That’s because an inflationary period can last a decade (think of the 1970s). And while during a recession, investors are worried about protecting their principal, in an inflationary environment they have an additional goal: maintaining purchasing power.
On Thursday, things got still more complicated for investors, when Fed Chair Jerome Powell announced a change, what he calls a new “flexible form of average inflation targeting.”
While the Fed previously targeted a rate of 2% inflation, it will now allow inflation to run “moderately above” 2% after periods of time when it has been below, so long as the long-term rate averages out to around 2%.
The move comes after years in which the U.S. economy seemed to grow and add jobs without sparking rising prices policymakers feared. But some investors are skeptical.
The TIPS spread
Treasury Inflation-Protected Securities, or TIPS, are treasury bonds that protect against inflation. The principal value of the bonds (the amount the borrower will repay the bondholder) rises and falls with the consumer price index so the bonds always maintain what economists call their "real" value.
The interest payments that the bonds pay at a fixed rate twice a year also adjust with inflation (and deflation) because the rate is applied to the adjusted principal. At the end of the bond’s life, the bondholder is either paid the original principal or the adjusted principal (whichever is higher).
Market watchers have long looked to TIPS prices for insight into whether or not investors are expecting inflation. To do this you need to pay attention to the TIPS spread, or the difference in yield between the U.S. Treasury bonds and TIPS with the same maturity date. Before looking at the calculation, remember that “yield to maturity” refers to how much an investor can expect to make off a bond if they were to hold it until maturity.
Now, the calculation: The yield to maturity of the 10-year Treasury minus the yield of the 10-year TIPS equals inflation expectations for the next 10 years. So for example, if the 10-year Treasury’s yield is 3% and the 10-year TIPS’ yield is 1%, we’re looking at inflation expectations of around 2% per year for the next 10 years.
The yield on 10-year TIPS fell to a record low late last month and has continued to tick down, currently sitting around negative 1.01%. Meanwhile, that TIPS spread we’ve been talking about — the indicator of inflation expectations — is around 1.72%. It’s been slowly climbing since mid-March when it was around 0.5%, indicating investors are more worried about inflation.
What inflation would mean for you
In short, inflation is when rising prices make the value of the dollar less.
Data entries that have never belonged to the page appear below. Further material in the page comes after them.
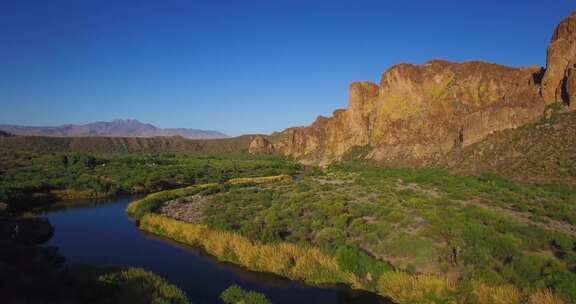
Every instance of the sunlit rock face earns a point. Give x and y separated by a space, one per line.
419 113
260 145
559 83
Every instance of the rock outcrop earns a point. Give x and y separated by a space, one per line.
260 145
559 83
419 113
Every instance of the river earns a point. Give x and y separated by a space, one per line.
100 233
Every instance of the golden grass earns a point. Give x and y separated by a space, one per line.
259 180
293 261
544 297
402 287
506 294
310 265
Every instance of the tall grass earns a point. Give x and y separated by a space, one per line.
152 202
136 285
349 265
299 263
402 287
259 180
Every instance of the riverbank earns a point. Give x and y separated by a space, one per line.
313 266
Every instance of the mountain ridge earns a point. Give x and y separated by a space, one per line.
115 128
418 114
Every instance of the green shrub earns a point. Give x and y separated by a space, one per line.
236 295
354 260
135 285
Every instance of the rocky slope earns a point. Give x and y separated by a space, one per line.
126 144
540 152
418 114
116 128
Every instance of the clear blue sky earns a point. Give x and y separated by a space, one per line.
239 66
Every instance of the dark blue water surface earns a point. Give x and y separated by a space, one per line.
100 233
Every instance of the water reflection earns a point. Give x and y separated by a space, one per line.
100 233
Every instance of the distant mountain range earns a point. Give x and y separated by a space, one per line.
116 128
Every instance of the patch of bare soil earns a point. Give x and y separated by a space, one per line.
526 218
187 209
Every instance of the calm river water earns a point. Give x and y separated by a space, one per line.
100 233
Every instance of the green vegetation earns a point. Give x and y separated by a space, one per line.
29 178
236 295
454 238
135 285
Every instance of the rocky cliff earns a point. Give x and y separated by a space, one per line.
417 114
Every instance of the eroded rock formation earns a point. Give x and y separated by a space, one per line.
559 83
260 145
418 113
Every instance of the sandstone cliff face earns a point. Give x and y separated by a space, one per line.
559 83
260 145
419 113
The concern is the erosion of your money’s purchasing power — in other words, losing its value.
“If you have significant inflation, your $40,000 that can buy you a luxury car now, in 10 years might buy you a low-end Honda,” says Robert Finley, principal at Virtue Asset Management.
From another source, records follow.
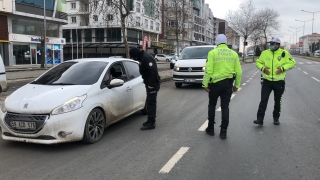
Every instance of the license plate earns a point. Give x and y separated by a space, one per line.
189 80
23 125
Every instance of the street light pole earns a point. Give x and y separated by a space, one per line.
44 38
312 17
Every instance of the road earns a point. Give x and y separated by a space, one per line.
179 149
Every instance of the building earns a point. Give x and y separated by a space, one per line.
94 28
25 23
305 43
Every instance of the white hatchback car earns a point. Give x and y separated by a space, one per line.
75 100
161 57
191 65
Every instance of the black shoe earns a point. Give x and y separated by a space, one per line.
223 133
210 132
276 121
148 126
259 122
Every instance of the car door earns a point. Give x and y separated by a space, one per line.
138 87
118 100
Finley says that for his clients at or near retirement, inflation is one of the largest risks — even if it doesn't necessarily command the most attention. That's because at retirement, they stop getting a paycheck, which in theory should include regular cost-of-living increases. This creates the risk that their expenses will go up while their income remains stagnant, he adds.
Investors — and especially retirees — should aim to generate a yield on their investment portfolio that is greater than the rate of inflation, or they risk losing money.
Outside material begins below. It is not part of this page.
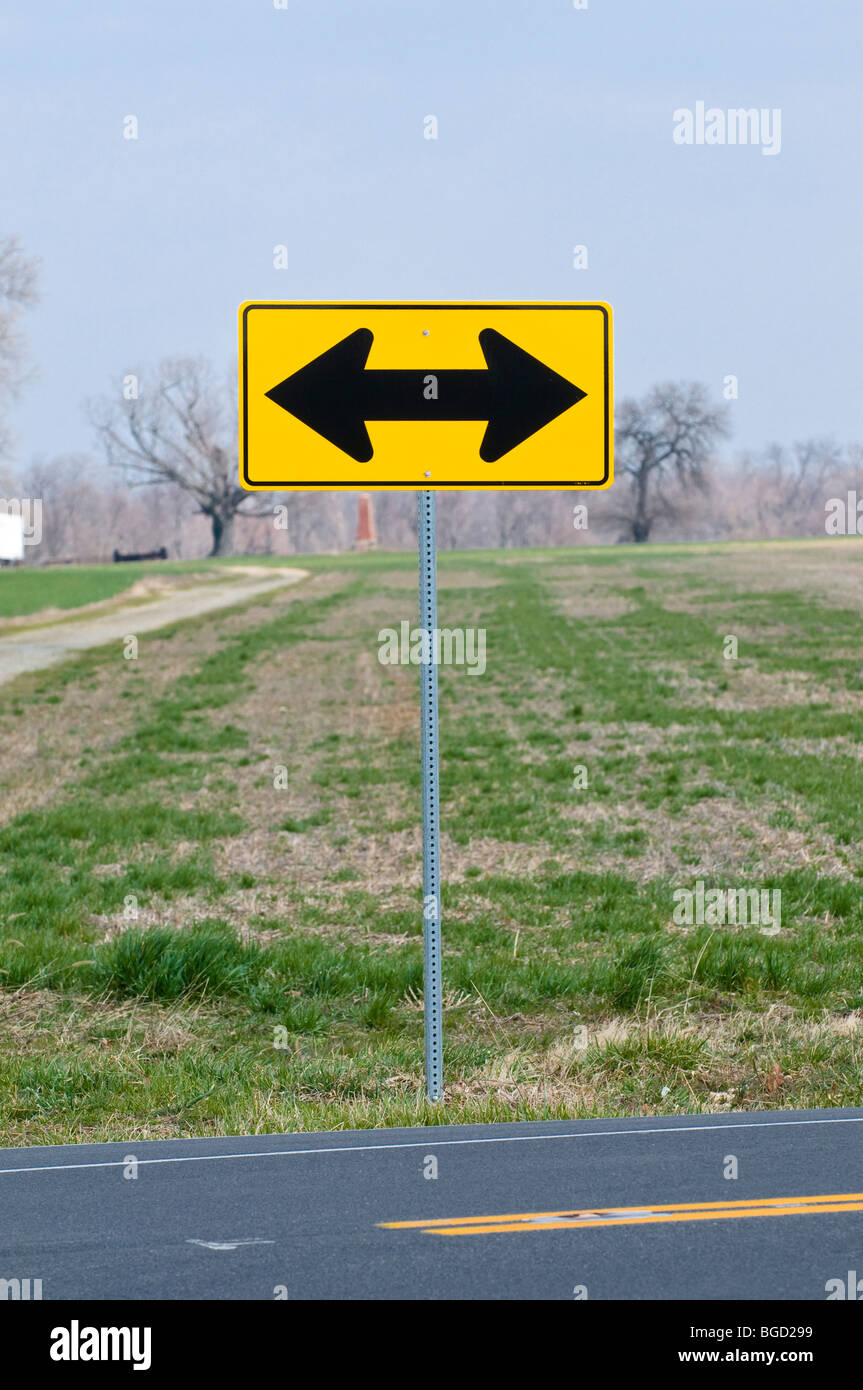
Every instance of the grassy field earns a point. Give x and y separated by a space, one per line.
29 591
191 947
How to protect your portfolio
One way to protect against inflation? Those TIPS we explained above. Since they’re designed to keep up with inflation, they could outperform other treasury bonds in an inflationary environment. Artie Green, principal at Cognizant Wealth Advisors, says TIPS should actually be held in all portfolios to hedge against inflation and so you can take advantage of changing perceptions of inflation.
“It’s very, very hard to try to time inflation,” Green says. “So by always having TIPS in the portfolio, you will benefit not only when inflation does rise but also when the speculation that there will be inflation increases.”
How much TIPS to own? It could be as low as 1% or 2% for a higher risk investment strategy, Green says, or as high as 10% or more for a retiree with sufficient savings to meet their goals who is mostly interested in safety, he adds. Many target-date mutual funds, which serve as default investments in 401(k)s, already own TIPS. For instance, the Vanguard Target Retirement 2020 Fund, for investors retiring this year, has about 8% of its assets invested in TIPS.
Another way to guard against inflation is by owning so-called real assets. Commodities, precious metals and real estate are all investments that tend to keep pace with, and even outperform, in an inflationary environment, McKay says. “It is not enough to just consider stocks and bonds, as many have for the last 40 years,” he adds.
Pro tip: he says if you’re investing in real assets like commodities through a fund, it’s important to be sure that the fund you use actually invests in commodities directly (like iShares Gold Trust or Invesco DB Commodity Index Tracking Fund) as opposed to those that just buy stocks of companies that are in the industry. The underlying commodity and company will perform very differently in an inflationary environment, he adds.
Just remember the purpose of owning real assets is protection against inflation — not to speculate on price trends like the recent run-up in the price of gold. Most financial planners recommend devoting no more than 5% to 10% of your portfolio to these type of investments.
One piece of good news: It's true that inflation can spell trouble for the stock market in the short-term, as many companies struggle to pass on the cost of higher inputs to consumers. But in the long run most businesses manage to adjust. For anyone saving for retirement — with an investment horizon of years or even decades — simply owning stocks of well-run companies is the best hedge against inflation, says Roger Oprandi, managing director of Oprandi Wealth Group.
This story has been updated to include the Federal Reserve’s change to economic policy.